Minister for Immigration and Ethnic Affairs v Conyngam (1986) 11 FCR 528

Facts: Minister declined to approve Mr Conygnham’s sponsorship application for entry permits for a singing group. The trial judge held that the decision was unlawful, and considered that the sponsorship application fell within the minister’s policy guidelines – thereby obliging him to approve the application. He made orders under s16 requiring the minister to grant entry permits. The FFC held the trial judge erred in: concluding the minister was obliged by non-statutory guidelines to grant the application, and making an order under s16 compelling the minister to approve the application

Sheppard J:

First considered that s 16(1)(d) could apply to Ministers or any DM. Said that the words ‘necessary to do justice should be given their ‘plain and ordinary meaning’ and that furthermore the sections in 16 were not dependent on one another and that even though relief will be usually granted under a) and b) this doesn't mean an accompanying order might be made under d)
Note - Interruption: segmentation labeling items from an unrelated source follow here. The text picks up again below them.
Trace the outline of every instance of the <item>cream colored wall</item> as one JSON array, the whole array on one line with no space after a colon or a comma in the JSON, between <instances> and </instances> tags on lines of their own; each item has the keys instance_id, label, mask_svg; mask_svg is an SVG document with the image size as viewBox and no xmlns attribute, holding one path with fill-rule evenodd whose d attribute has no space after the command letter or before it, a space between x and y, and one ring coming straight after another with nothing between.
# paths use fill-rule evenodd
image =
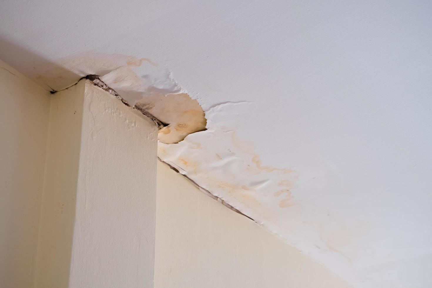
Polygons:
<instances>
[{"instance_id":1,"label":"cream colored wall","mask_svg":"<svg viewBox=\"0 0 432 288\"><path fill-rule=\"evenodd\" d=\"M0 61L0 287L32 286L49 92Z\"/></svg>"},{"instance_id":2,"label":"cream colored wall","mask_svg":"<svg viewBox=\"0 0 432 288\"><path fill-rule=\"evenodd\" d=\"M84 80L50 116L35 286L152 287L156 125Z\"/></svg>"},{"instance_id":3,"label":"cream colored wall","mask_svg":"<svg viewBox=\"0 0 432 288\"><path fill-rule=\"evenodd\" d=\"M156 288L351 287L161 162L157 185Z\"/></svg>"}]
</instances>

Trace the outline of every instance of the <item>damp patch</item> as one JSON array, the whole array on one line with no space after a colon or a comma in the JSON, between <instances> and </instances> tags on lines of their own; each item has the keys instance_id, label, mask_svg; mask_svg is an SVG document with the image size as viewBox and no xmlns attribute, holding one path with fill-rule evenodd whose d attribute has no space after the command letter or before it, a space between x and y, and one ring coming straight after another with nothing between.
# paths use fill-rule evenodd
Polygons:
<instances>
[{"instance_id":1,"label":"damp patch","mask_svg":"<svg viewBox=\"0 0 432 288\"><path fill-rule=\"evenodd\" d=\"M158 139L165 144L178 143L190 134L206 130L202 108L185 93L146 95L135 106L166 123L158 133Z\"/></svg>"}]
</instances>

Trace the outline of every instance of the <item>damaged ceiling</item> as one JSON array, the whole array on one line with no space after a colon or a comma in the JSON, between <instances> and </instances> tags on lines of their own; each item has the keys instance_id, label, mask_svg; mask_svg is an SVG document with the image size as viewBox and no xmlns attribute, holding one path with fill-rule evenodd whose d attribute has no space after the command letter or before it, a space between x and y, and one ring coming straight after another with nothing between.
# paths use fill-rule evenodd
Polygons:
<instances>
[{"instance_id":1,"label":"damaged ceiling","mask_svg":"<svg viewBox=\"0 0 432 288\"><path fill-rule=\"evenodd\" d=\"M48 90L99 76L169 124L161 159L355 287L429 287L431 12L7 0L0 58Z\"/></svg>"}]
</instances>

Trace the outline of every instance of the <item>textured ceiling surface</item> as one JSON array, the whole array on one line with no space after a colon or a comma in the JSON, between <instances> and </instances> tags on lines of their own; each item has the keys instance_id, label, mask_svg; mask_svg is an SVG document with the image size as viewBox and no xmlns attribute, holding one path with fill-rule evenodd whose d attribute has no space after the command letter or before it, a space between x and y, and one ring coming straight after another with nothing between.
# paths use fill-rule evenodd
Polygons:
<instances>
[{"instance_id":1,"label":"textured ceiling surface","mask_svg":"<svg viewBox=\"0 0 432 288\"><path fill-rule=\"evenodd\" d=\"M162 160L355 287L430 287L431 12L6 0L0 58L48 89L97 74L132 104L187 93L206 130Z\"/></svg>"}]
</instances>

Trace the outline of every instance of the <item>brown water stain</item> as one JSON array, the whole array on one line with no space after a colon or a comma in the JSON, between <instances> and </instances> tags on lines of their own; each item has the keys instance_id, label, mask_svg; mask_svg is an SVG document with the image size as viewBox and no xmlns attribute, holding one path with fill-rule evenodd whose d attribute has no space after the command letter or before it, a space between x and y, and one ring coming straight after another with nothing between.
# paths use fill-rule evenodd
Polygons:
<instances>
[{"instance_id":1,"label":"brown water stain","mask_svg":"<svg viewBox=\"0 0 432 288\"><path fill-rule=\"evenodd\" d=\"M153 66L158 66L157 64L152 62L151 60L148 58L140 58L138 59L136 57L131 57L129 59L126 60L126 64L129 66L138 67L143 65L143 61L145 61Z\"/></svg>"},{"instance_id":2,"label":"brown water stain","mask_svg":"<svg viewBox=\"0 0 432 288\"><path fill-rule=\"evenodd\" d=\"M190 134L206 130L203 108L186 93L149 95L137 101L135 106L168 124L158 134L162 143L178 143Z\"/></svg>"}]
</instances>

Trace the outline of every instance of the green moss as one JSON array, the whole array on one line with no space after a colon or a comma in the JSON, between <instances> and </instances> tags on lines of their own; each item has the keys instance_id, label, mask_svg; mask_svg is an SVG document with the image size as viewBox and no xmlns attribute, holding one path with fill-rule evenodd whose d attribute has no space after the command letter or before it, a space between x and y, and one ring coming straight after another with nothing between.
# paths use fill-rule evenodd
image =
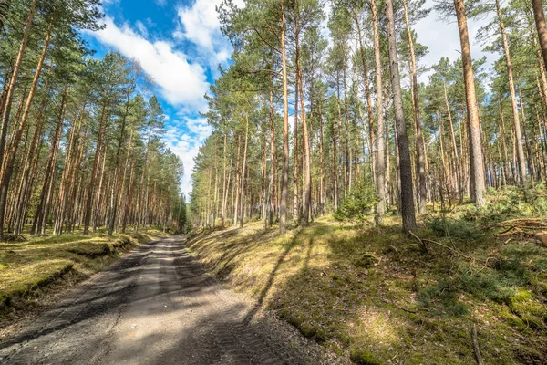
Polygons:
<instances>
[{"instance_id":1,"label":"green moss","mask_svg":"<svg viewBox=\"0 0 547 365\"><path fill-rule=\"evenodd\" d=\"M359 365L381 365L383 363L376 359L372 352L359 347L352 348L349 357Z\"/></svg>"},{"instance_id":2,"label":"green moss","mask_svg":"<svg viewBox=\"0 0 547 365\"><path fill-rule=\"evenodd\" d=\"M356 266L359 267L372 267L377 266L380 259L372 254L365 253L356 261Z\"/></svg>"},{"instance_id":3,"label":"green moss","mask_svg":"<svg viewBox=\"0 0 547 365\"><path fill-rule=\"evenodd\" d=\"M68 234L0 243L0 316L9 313L15 301L17 306L24 306L25 300L19 299L69 271L86 277L139 242L161 235L154 230L131 236Z\"/></svg>"}]
</instances>

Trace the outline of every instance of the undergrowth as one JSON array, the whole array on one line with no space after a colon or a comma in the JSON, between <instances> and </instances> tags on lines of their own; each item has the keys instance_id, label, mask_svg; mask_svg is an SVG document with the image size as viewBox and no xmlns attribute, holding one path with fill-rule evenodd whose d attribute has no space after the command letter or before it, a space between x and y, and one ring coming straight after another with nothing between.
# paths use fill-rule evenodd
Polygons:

Provided a rationale for reading the sections expansively – all of the remedies were available under prerogative writs and hence they should be at least as extensive of the powers of the courts of common law.

  • The powers under s16(b) are more likely to be exercised where there is an error of law (and hence where there is only one course open to the DM and he didn’t exercise that course)
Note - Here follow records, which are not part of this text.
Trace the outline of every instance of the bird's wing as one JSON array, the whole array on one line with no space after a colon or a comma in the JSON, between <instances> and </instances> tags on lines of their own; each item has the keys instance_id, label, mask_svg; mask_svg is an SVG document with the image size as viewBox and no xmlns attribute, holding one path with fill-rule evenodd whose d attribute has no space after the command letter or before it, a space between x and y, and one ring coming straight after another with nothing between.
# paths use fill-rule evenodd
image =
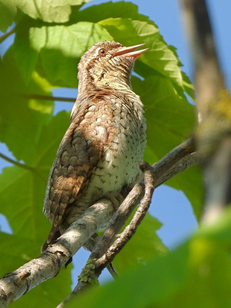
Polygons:
<instances>
[{"instance_id":1,"label":"bird's wing","mask_svg":"<svg viewBox=\"0 0 231 308\"><path fill-rule=\"evenodd\" d=\"M43 207L43 213L53 222L48 243L102 156L103 145L97 138L95 127L90 125L92 121L86 121L87 113L87 110L77 117L68 129L50 172Z\"/></svg>"}]
</instances>

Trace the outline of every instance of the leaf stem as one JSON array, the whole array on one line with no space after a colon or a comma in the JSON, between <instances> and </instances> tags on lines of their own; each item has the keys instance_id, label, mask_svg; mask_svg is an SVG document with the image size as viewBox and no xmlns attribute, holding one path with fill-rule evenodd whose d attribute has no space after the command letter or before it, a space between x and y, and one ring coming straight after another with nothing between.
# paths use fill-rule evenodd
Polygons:
<instances>
[{"instance_id":1,"label":"leaf stem","mask_svg":"<svg viewBox=\"0 0 231 308\"><path fill-rule=\"evenodd\" d=\"M5 159L5 160L7 160L9 163L13 164L15 166L17 166L18 167L22 168L23 169L26 169L27 170L30 170L30 171L34 171L34 169L32 167L31 167L30 166L27 166L27 165L26 165L24 164L21 164L20 163L19 163L18 161L15 161L15 160L13 160L11 159L11 158L9 158L9 157L6 156L5 155L3 155L3 154L2 154L0 153L0 157L2 157L2 158L3 158L3 159Z\"/></svg>"},{"instance_id":2,"label":"leaf stem","mask_svg":"<svg viewBox=\"0 0 231 308\"><path fill-rule=\"evenodd\" d=\"M15 32L15 28L14 28L8 32L6 32L4 33L3 35L0 37L0 44L3 42L4 40L6 39L8 36L9 36L11 34L14 33Z\"/></svg>"}]
</instances>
  • But where there is residual discretion in the DM (even though it miscarried in this case) to decide the ultimate question, the order which the court makes should, if not invariably, be one remitting the matter for further consideration

Park Oh Ho v Minister for Immigration and Ethnic Affairs

Facts: P and others were detained as prohibited non-citizens and were kept this way pending prosecution against another, as potential witnesses. The FC held the deportation orders unlawful since they were made for the purpose of detention, not deportation. The HC further held that continued detention was unlawful since the Migration Act only authorized detention of a deportee pending deportation. The appellants were hence entitled to a declaration under s17 that their detention was unlawful.

Mason CJ, Deane, Toohey, Gaudron & McHugh JJ:

The detention wasn’t authorized by statute and was hence unlawful.

  • The purpose of s16(1)(c) and (d) were to allow declaratory/injunctive orders, and flexibility in their framing to do ‘justice between the parties’ (e.g. avoid unnecessary re-litigation)

  • The section shouldn’t be constricted to undue technicality; the phrase ‘any matter to which the decision relates’ should be construed as encompassing any matter to which is so related to the impugned decision that it is appropriate to be dealt with by the grant of declaratory relief in judicial proceedings for review of the propriety of that decision

    • Where the impugned decision (deportation order) is void, the lawfulness of a period of imprisonment based on that order could be such a matter – and an injunctive order to do whatever is necessary to procure their release could be considered as ‘necessary to do justice between the parties’

  • The voidness of the order removes any lawful basis for their imprisonment – hence the appellants are entitled to a declaration that their detention was unlawful and an order formally quashing the deportation order on which it was based

  • In Wattmster v Button the discretion to choose a date under s16(1)(a) was considered

    • Facts: Wattmaster paid an anti-dumping duty to the COC.

    • Held (17 months later): It was invalid but set aside only from the date of the order

    • The Full FC upheld this; observing that there was no presumption as to the appropriate date from which a decision should be quashed or set aside and there is no onus on a party to demonstrate a reason for choosing one date – the court should have regard to the circumstances of the case and choose a date best suited to doing justice to the parties

    • The reason in this case was that it should be consistent with relief available under other grounds

  • In Park Oh Ho the HCA observed in passing that an award of damages wasn’t an appropriate remedy under the ADJR Act. The Full Federal Court, affirming the Federal Court at first instance observed

    • “It is justice in relation to the actual decision under review, and not in relation to common law claims which might arise out of the decision and which are not pleaded in the proceedings which is referred to in s16(1)(d)”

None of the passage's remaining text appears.